HP-SEE Computing Challenge
We appreciate your programming skills, but at the same time we offer you a challenge! Are you able to write the fastest matrix-matrix multiplication code?
Consider a matrix of a variable size N × N and a matrix-matrix multiplication code given here. Try to modify this code and improve its performance. The modifications can be implemented in C and/or assembly language, with OpenMP parallelization. The total number of floating point operations during the matrix-matrix multiplication is (2N − 1)N^2.

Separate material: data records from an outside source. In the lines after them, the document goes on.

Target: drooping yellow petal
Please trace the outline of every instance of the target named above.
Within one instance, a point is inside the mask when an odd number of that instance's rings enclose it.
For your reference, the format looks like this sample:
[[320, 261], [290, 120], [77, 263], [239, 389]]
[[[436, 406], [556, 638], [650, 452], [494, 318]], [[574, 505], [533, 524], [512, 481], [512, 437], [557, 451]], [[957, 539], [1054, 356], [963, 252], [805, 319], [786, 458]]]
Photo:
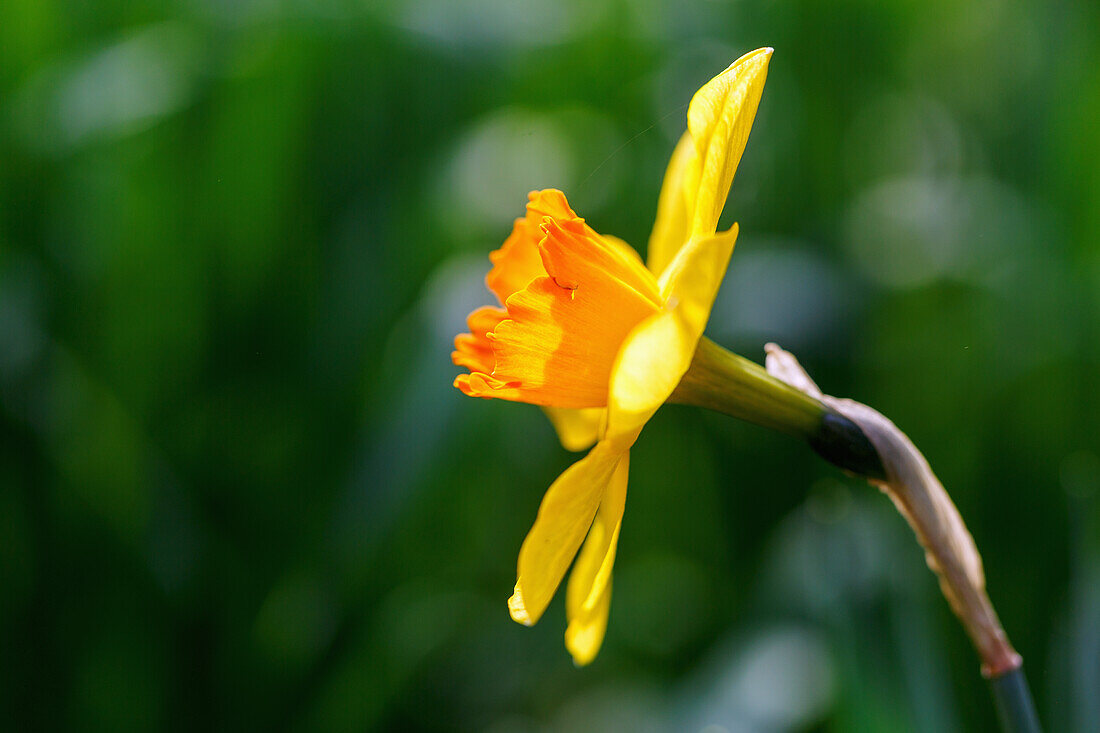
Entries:
[[691, 365], [736, 240], [737, 225], [690, 240], [661, 275], [666, 307], [638, 324], [619, 350], [606, 439], [620, 450], [633, 444]]
[[630, 456], [624, 455], [611, 482], [604, 491], [600, 509], [588, 531], [565, 594], [565, 613], [569, 627], [565, 630], [565, 646], [578, 666], [595, 659], [607, 629], [607, 612], [611, 604], [611, 570], [615, 564], [615, 548], [622, 527], [626, 504], [627, 475]]
[[770, 48], [745, 54], [691, 98], [688, 132], [695, 156], [687, 163], [684, 185], [687, 201], [693, 204], [692, 236], [714, 234], [718, 226], [756, 117], [771, 55]]
[[546, 490], [534, 526], [519, 551], [516, 588], [508, 599], [515, 621], [542, 616], [592, 526], [596, 509], [623, 454], [597, 443]]
[[583, 667], [596, 658], [607, 633], [607, 616], [610, 611], [611, 578], [608, 578], [596, 605], [570, 621], [565, 630], [565, 648], [573, 655], [573, 664]]
[[687, 173], [689, 163], [695, 157], [695, 144], [691, 133], [685, 132], [672, 151], [665, 179], [661, 183], [661, 196], [657, 199], [657, 219], [649, 236], [646, 264], [654, 275], [660, 275], [680, 247], [688, 240], [691, 228], [690, 215], [695, 209], [694, 188], [692, 200], [688, 200]]
[[542, 410], [550, 418], [562, 447], [571, 451], [586, 450], [599, 440], [600, 425], [607, 417], [607, 409], [603, 407], [579, 410], [544, 407]]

In addition to the main(int argc, char **argv) function, initial version of the code makes use of three functions:
- gettime(void) returns system time and is used for timing the code;
- matfill(long N, double *mat, double val) initializes all elements of an N×N matrix mat to the value val; in this way you can easily check that new algorithm produces correct result, but the algorithm has to cover randomly generated matrices A and B;
- matmul(long N, double *a, double *b, double *c) performs matrix-matrix multiplication of matrices a and b and stores the result in a matrix c. All matrices have the same size N × N.
Modifications of the provided code should be made only in the function matmul(long N, double *a, double *b, double *c). The format of the input and output data should remain the same: the code should only accept one argument from the command line (the linear matrix size N), and when executed, it should produce a single-line output, containing matrix size, the elapsed time (in seconds), and the estimate count of floating point operations per second (flops). For example:
[[email protected] mmm]$ ./mmm-v1 1000
1000 7.144675e+00 2.799288e+08
The performance of your code will be measured on a computer with two quad-core Intel Xeon E5345 @ 2.33 GHz CPUs (4 MB of L3 cache) and 32 GB of RAM. The code will be compiled with the Intel compiler (version 13.0.0) without optimization (-O0) and with the flag for OpenMP parallelization (-openmp). No external library may be called, while any reordering of matrix elements (such as transposition) must be done inside the timed function matmul. The submitted source code must run without any errors and memory leaks, and the accuracy of the multiplication result must correspond to 64-bit (double precision). Scoring will be done for the sizes N = 400, 800, 1200, 1600, 2400, 3200, 4800, and 9600. The same code has to be used for all matrix sizes, so hard-coding of particular values of N is not allowed.
Results of the HP-SEE Computing Challenge
The HP-SEE Computing Challenge was organized between 26 September and 15 November 2012. In total, 49 codes were submitted by 14 contestants from 5 different countries. The contestants have been able to submit several versions of the code, but only the code with the highest performance from each contestant was taken into account. The performance of each code was measured manually by the challenge committee. The code with the highest overall performance was submitted by Alexandros Sokratis Papadakis (University of Patras, Greece). Figure below gives the comparison of performances of the contestants’ codes measured for matrix sizes N = 400, 800, 1200, 1600, 2400, 3200, 4800, and 9600.
INIT - performance of the initial version of the code
Eligible contestants are ungraduate/graduate students from the following countries: Greece, Bulgaria, Romania, Hungary, Serbia, FYR of Macedonia, Albania, Bosnia & Herzegovina, Montenegro, Moldova, Armenia, Georgia, Azerbaijan.
HP-SEE computing challenge is open up to 31 October 2012. Deadline extended to 15 November 2012.
Contestant with the best code will be awarded with cost coverage of up to 900 Euros for his participation in an HPC training event organised by either HP-SEE or PRACE. For information about upcoming training events please visit the HP-SEE Training Agenda page or the PRACE Training portal. The winner will have to provide us with a proof of his student status in order to be eligible to receive his/her prize.